A new “pandemic treaty” under discussion would also force Britain to spend five per cent of its health budget on preparing for another virus outbreak.

Ministers are understood to be alarmed by plans to increase the powers of the WHO, allowing its governing body to require countries to hand over the prescription for vaccines, regardless of intellectual property rights, and counter information wrong.

Conservative MPs have written to ministers to warn of an “obvious ambition… for the WHO to move from being an advisory organization to an international watchdog.”

Foreign Office urges blocking powers

In their letter, seen by The Telegraph, they urge the Foreign Office to block powers that “seem to materially intrude on the UK’s ability to make its own rules and control its own budgets.”

Responding to concerns on Thursday, Andrew Mitchell, a foreign office minister, told The Telegraph that he would block any law that prevents the UK from setting its own health policy.

“The UK supports the pandemic treaty currently being negotiated by national governments, which could speed up the sharing of data on new pandemic threats so that we can respond quickly in future. future pandemics event,” he said.

“We are clear that we would never agree to anything that crosses our points of principle on sovereignty or prevents the UK from taking decisive action against future pandemics.”

Changes to make WHO advice ‘binding’

The rule changes have been proposed as part of plans to update the WHO’s International Health Regulations (IHR) in light of the coronavirus pandemic and establish a new Pandemic Preparedness Treaty.

the treaty was first proposed by world leaders including Boris Johnson in 2021 during the pandemic and was originally designed to improve alert systems, data sharing, and vaccine production to “encourage a whole-of-government, whole-of-society approach.”

But among the 300 proposed amendments to the IHR are changes to make the WHO’s advice “binding” and introduce a new requirement for countries to recognize it as the global authority on public health measures.

The plan would require member countries to “recognize WHO as the guiding and coordinating authority for the international public health response…and commit to following WHO recommendations in their international public health response.”

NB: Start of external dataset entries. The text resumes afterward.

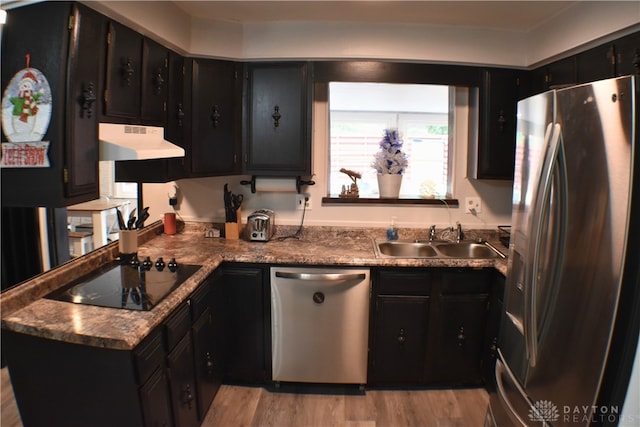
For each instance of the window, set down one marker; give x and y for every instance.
(359, 113)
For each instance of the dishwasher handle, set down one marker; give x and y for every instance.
(321, 276)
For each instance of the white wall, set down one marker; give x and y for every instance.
(582, 24)
(202, 199)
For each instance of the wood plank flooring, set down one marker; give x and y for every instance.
(310, 406)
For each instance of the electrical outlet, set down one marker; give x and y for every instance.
(300, 201)
(473, 205)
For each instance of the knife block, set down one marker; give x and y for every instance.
(232, 229)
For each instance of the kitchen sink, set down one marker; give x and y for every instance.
(467, 250)
(435, 249)
(407, 249)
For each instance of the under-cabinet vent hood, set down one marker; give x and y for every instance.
(129, 142)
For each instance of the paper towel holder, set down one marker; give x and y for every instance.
(299, 183)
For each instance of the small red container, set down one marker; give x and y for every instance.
(170, 223)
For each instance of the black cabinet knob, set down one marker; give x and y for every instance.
(461, 337)
(401, 338)
(87, 99)
(276, 116)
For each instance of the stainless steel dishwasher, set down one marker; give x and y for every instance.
(320, 324)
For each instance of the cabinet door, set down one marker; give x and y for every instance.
(216, 97)
(628, 55)
(278, 115)
(156, 402)
(81, 149)
(461, 336)
(246, 334)
(178, 128)
(155, 81)
(559, 73)
(596, 64)
(182, 383)
(208, 365)
(399, 353)
(172, 169)
(124, 72)
(497, 136)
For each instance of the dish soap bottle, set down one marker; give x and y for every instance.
(392, 231)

If approved, the change would mean the WHO could impose border closures, quarantine measures and vaccine passports in all member countries, including the UK.

A draft of the treaty itself would commit member states to spending five percent of their health budgets, plus a proportion of GDP, preparing for a pandemic.

‘Especially worrisome’

Six Conservative MPs led by Esther McVey, a former cabinet minister, have written to Mitchell asking for a vote in the House of Commons on the draft treaty and regulations before they are signed.

Ms McVey said: “There is, rightly, growing concern about the WHO Pandemic Treaty and International Health Regulations.

“The plans represent a significant shift for the organization from a member-led advisory body to a health authority with enforcement powers.

“This is particularly worrying given the poor record of the WHO in providing consistent, clear and scientifically sound advice for the management of international disease outbreaks.”

The letter has also been signed by Conservative MPs Sir John Redwood, David Davis, Philip Davies, Sir Christopher Chope and Danny Kruger.

Kruger said: “Coordination and cooperation in a public health emergency are sensible, but ceding control of health budgets and critical decision-making in a pandemic to an unelected international organization seems profoundly contrary to national autonomy and democratic responsibility”.

Campaigners also raised concerns about increasing the role of the WHO in identifying misinformation, after its experts ruled out the theory of the origin of Covid from the “laboratory leak” to later accept that “it remains on the table”.

Molly Kingsley, co-founder of the campaign group UsForThem, said: “We should all be concerned that the WHO is ordered to be the arbiter of truth about the pandemic, especially given its poor record during the pandemic, such as its claim that covid was definitely zoonotic. . in origin and his April 2020 denial of the role of natural immunity in protecting against infection.”